Professor Mark Richardson, Paul Getty III Professor of Epilepsy at King's IoPPN and the study's senior author said, "It is vital that people with treatment resistant epilepsy are able to access the best possible care. This is made significantly more challenging by the fact that clinicians must rely on patient reporting to establish when episodes have taken place.
"Our study has been able to provide a vital and viable alternative to relying on self-reported episodes. A small tracker placed under the skin was able to detect seizures far more accurately than the participants themselves."

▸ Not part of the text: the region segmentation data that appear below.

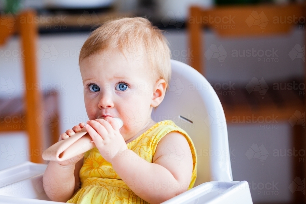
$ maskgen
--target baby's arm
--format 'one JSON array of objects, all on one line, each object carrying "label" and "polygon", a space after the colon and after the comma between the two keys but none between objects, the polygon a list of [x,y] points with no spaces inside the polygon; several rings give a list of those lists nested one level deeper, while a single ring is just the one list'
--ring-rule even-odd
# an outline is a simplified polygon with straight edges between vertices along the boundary
[{"label": "baby's arm", "polygon": [[[59,140],[69,138],[81,131],[85,123],[80,123],[61,135]],[[44,189],[53,201],[66,202],[80,187],[79,174],[83,164],[84,154],[61,162],[50,161],[43,178]]]},{"label": "baby's arm", "polygon": [[124,153],[113,159],[114,169],[145,201],[160,203],[187,190],[192,174],[192,156],[187,140],[178,131],[169,132],[159,141],[153,163],[130,150]]}]

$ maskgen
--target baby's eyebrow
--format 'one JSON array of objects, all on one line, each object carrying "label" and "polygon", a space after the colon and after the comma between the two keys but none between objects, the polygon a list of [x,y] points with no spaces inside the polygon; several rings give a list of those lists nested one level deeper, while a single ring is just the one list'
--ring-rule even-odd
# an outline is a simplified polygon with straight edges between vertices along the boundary
[{"label": "baby's eyebrow", "polygon": [[129,79],[129,78],[126,76],[114,76],[114,78],[115,79]]}]

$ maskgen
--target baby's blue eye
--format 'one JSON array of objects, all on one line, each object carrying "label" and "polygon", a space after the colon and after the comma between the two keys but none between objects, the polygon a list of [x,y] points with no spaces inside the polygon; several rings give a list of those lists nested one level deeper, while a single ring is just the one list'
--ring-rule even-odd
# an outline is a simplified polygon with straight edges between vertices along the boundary
[{"label": "baby's blue eye", "polygon": [[89,86],[89,90],[91,91],[96,92],[100,91],[100,87],[96,84],[91,84]]},{"label": "baby's blue eye", "polygon": [[121,83],[119,84],[116,87],[116,88],[117,88],[117,87],[118,87],[120,89],[120,90],[116,89],[116,90],[118,90],[118,91],[125,91],[128,88],[128,86],[125,84],[123,83]]}]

Epileptic seizures can broadly be divided into three separate groups; nonconvulsive with preserved awareness, nonconvulsive with impaired awareness, and convulsive. The participants were required to note down the nature of the type of episode they experienced as well as when it took place. Researchers again found that the sqEEG system was able to more accurately track the type of seizure experienced versus the participants' diaries.

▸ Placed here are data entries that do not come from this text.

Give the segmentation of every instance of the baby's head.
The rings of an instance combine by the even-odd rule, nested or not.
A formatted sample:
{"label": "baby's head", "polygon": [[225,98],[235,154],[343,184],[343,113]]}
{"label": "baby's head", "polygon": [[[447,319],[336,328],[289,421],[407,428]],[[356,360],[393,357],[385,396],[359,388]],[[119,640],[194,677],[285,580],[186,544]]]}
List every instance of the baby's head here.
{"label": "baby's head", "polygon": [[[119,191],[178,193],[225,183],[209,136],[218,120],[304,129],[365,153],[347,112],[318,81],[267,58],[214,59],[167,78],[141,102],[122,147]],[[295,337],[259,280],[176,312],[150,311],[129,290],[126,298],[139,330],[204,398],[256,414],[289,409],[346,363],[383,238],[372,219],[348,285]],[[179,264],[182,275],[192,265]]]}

The ability to monitor seizures in the real world, accurately collecting data on the type and timing that they occur will be an invaluable tool for clinicians moving forwards, and should hopefully have a big impact on how we approach the treatment of this life-threatening condition.
While this is an important step forwards, it's now vital that we conduct larger trials to further validate this technology, with a view to hopefully making this available to everyone in need."
Dr. Pedro Viana, Senior Clinical Research Fellow and Neurologist at King's IoPPN and study's lead author
Dr. Benjamin Brinkmann, Ph.D., Professor of Neurology at Mayo Clinic said, "Overall, these results demonstrate that Subscalp EEG devices are able to provide objective information about seizures and brain activity over long timeframes. This technology could provide physicians and patients with new insights about long-term patterns and help optimize their epilepsy treatment."
Jonas Duun-Henriksen, Senior Director AI & Science at UNEEG medical said, "This study is a significant milestone for UNEEG medical. While we've long heard from both people living with epilepsy and their treating physicians that they are very satisfied with our system and helped improve outcome, this is the first time a study based on more than a full year of continuous EEG recordings confirms those experiences. We've gained valuable quantitative insights throughout the study, and we're especially grateful for the valuable feedback from the clinicians at King's College London - which we've already started incorporating into our solution to further enhance its clinical value."
This work was supported by the Epilepsy Foundation's Epilepsy Innovation Institute My Seizure Gauge Project.
Source:
Journal reference:
Viana, P. F., et al. (2025). Real‐world epilepsy monitoring with ultra‐long‐term subcutaneous electroencephalography: A 15‐month prospective study. Epilepsia. doi.org/10.1111/epi.18566.